Transformed Density Rejection (TDR)#

  • Required: T-concave PDF, dPDF

  • Optional: mode, center

  • Speed:

    • Set-up: slow

    • Sampling: fast

TDR is an acceptance/rejection method that uses the concavity of a transformed density to construct hat function and squeezes automatically. Such PDFs are called T-concave. Currently the following transformations are implemented:

\[\begin{split}c = 0.: T(x) &= \log(x)\\ c = -0.5: T(x) &= \frac{1}{\sqrt{x}} \text{ (Default)}\end{split}\]

In addition to the PDF, it also requires the derivative of the PDF w.r.t x (i.e. the variate). These functions must be present as methods of a python object which can then be passed to the generators to instantiate their object. The variant that is implemented uses squeezes proportional to hat function ([1]).

An example of using this method is shown below:

>>> from scipy.stats.sampling import TransformedDensityRejection
>>> from scipy.stats import norm
>>>
>>> class StandardNormal:
...     def pdf(self, x):
...         # note that the normalization constant is not required
...         return np.exp(-0.5 * x*x)
...     def dpdf(self, x):
...         return -x * np.exp(-0.5 * x*x)
...
>>> dist = StandardNormal()
>>>
>>> urng = np.random.default_rng()
>>> rng = TransformedDensityRejection(dist, random_state=urng)
>>> rng.rvs()
-1.526829048388144

In the above example, we have used the TDR method to sample from the standard normal distribution. Note that we can drop the normalization constant while computing the PDF. This usually helps speed up the sampling stage. Also, note that the PDF doesn’t need to be vectorized. It should accept and return a scalar.

It is also possible to evaluate the inverse of the CDF of the hat distribution directly using the ppf_hat method.

>>> rng.ppf_hat(0.5)
-0.00018050266342362759
>>> norm.ppf(0.5)
0.0
>>> u = np.linspace(0, 1, num=10)
>>> rng.ppf_hat(u)
array([       -inf, -1.22227372, -0.7656556 , -0.43135731, -0.14002921,
        0.13966423,  0.43096141,  0.76517113,  1.22185606,         inf])
>>> norm.ppf(u)
array([       -inf, -1.22064035, -0.76470967, -0.4307273 , -0.1397103 ,
        0.1397103 ,  0.4307273 ,  0.76470967,  1.22064035,         inf])

Apart from the PPF method, other attributes can be accessed to see how well the generator fits the given distribution. These are:

  • ‘squeeze_hat_ratio’: (area below squeeze) / (area below hat) for the generator. It is a number between 0 and 1. Closer to 1 means that the hat and the squeeze functions tightly envelop the distribution and fewer PDF evaluations are required to generate samples. The expected number of evaluations of the density is bounded by (1/squeeze_hat_ratio) - 1 per sample. By default, it is kept above 0.99 but that can be changed by passing a max_squeeze_hat_ratio parameter.

  • ‘hat_area’: area below the hat for the generator.

  • ‘squeeze_area’: area below the squeeze for the generator.

    >>> rng.squeeze_hat_ratio
    0.9947024204884917
    >>> rng.hat_area
    2.510253139791547
    >>> rng.squeeze_area
    2.4969548741894876
    >>> rng.squeeze_hat_ratio == rng.squeeze_area / rng.hat_area
    True
    

The distribution can be truncated by passing a domain parameter:

>>> urng = np.random.default_rng()
>>> rng = TransformedDensityRejection(dist, domain=[0, 1], random_state=urng)
>>> rng.rvs(10)
array([0.05452512, 0.97251362, 0.49955877, 0.82789729, 0.33048885,
       0.55558548, 0.23168323, 0.13423275, 0.73176575, 0.35739799])

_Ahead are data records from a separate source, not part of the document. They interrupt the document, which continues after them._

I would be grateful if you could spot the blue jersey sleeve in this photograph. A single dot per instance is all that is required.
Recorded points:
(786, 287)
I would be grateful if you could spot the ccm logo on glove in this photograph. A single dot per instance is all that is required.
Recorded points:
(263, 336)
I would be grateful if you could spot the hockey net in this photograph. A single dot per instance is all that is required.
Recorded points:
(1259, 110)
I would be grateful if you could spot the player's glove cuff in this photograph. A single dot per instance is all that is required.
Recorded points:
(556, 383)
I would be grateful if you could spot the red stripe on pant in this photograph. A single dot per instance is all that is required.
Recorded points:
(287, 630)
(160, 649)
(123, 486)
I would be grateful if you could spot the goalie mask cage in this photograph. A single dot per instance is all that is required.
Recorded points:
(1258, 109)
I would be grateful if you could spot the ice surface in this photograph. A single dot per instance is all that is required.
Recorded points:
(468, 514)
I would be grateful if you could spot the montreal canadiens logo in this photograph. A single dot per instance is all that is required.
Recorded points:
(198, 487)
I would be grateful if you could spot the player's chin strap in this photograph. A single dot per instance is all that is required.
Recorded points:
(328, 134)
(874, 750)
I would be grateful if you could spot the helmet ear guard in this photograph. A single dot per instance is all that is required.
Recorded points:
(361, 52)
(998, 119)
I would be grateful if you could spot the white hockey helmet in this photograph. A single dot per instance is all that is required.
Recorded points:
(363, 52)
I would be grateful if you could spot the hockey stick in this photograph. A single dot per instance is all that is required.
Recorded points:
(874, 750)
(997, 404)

If the domain is not specified, the support method of the dist object is used to determine the domain:

>>> class StandardNormal:
...     def pdf(self, x):
...         return np.exp(-0.5 * x*x)
...     def dpdf(self, x):
...         return -x * np.exp(-0.5 * x*x)
...     def support(self):
...         return -np.inf, np.inf
...
>>> dist = StandardNormal()
>>>
>>> urng = np.random.default_rng()
>>> rng = TransformedDensityRejection(dist, random_state=urng)
>>> rng.rvs(10)
array([-1.52682905,  2.06206883,  0.15205036,  1.11587367, -0.30775562,
       0.29879802, -0.61858268, -1.01049115,  0.78853694, -0.23060766])

If the dist object does not provide a support method, the domain is assumed to be (-np.inf, np.inf).

To increase squeeze_hat_ratio, pass max_squeeze_hat_ratio:

>>> dist = StandardNormal()
>>> rng = TransformedDensityRejection(dist, max_squeeze_hat_ratio=0.999,
...                                   random_state=urng)
>>> rng.squeeze_hat_ratio
0.999364900465214

Let’s see how this affects the callbacks to the PDF method of the distribution:

>>> from copy import copy
>>> class StandardNormal:
...     def __init__(self):
...         self.callbacks = 0
...     def pdf(self, x):
...         self.callbacks += 1
...         return np.exp(-0.5 * x*x)
...     def dpdf(self, x):
...         return -x * np.exp(-0.5 * x*x)
...
>>> dist1 = StandardNormal()
>>> urng1 = np.random.default_rng()
>>> urng2 = copy(urng1)
>>> rng1 = TransformedDensityRejection(dist1, random_state=urng1)
>>> dist1.callbacks  # evaluations during setup
139
>>> dist1.callbacks = 0  # don't consider evaluations during setup
>>> rvs = rng1.rvs(100000)
>>> dist1.callbacks  # evaluations during sampling
527
>>> dist2 = StandardNormal()
>>> # use the same stream of uniform random numbers
>>> rng2 = TransformedDensityRejection(dist2, max_squeeze_hat_ratio=0.999,
...                                    random_state=urng2)
>>> dist2.callbacks  # evaluations during setup
467
>>> dist2.callbacks = 0  # don't consider evaluations during setup
>>> rvs = rng2.rvs(100000)
>>> dist2.callbacks  # evaluations during sampling
84

As we can see, far fewer PDF evaluations are required during sampling when we increase the squeeze_hat_ratio. The PPF-hat function is also more accurate:

>>> abs(norm.ppf(0.975) - rng1.ppf_hat(0.975))
0.0027054565421578136
>>> abs(norm.ppf(0.975) - rng2.ppf_hat(0.975))
0.00047824084476300044

Though, notice that this comes at the cost of increased PDF evaluations during setup.

For densities with modes not close to 0, it is suggested to set either the mode or the center of the distribution by passing mode or center parameters. The latter is the approximate location of the mode or the mean of the distribution. This location provides some information about the main part of the PDF and is used to avoid numerical problems.

>>> # mode = 0 for our distribution
>>> # if exact mode is not available, pass 'center' parameter instead
>>> rng = TransformedDensityRejection(dist, mode=0.)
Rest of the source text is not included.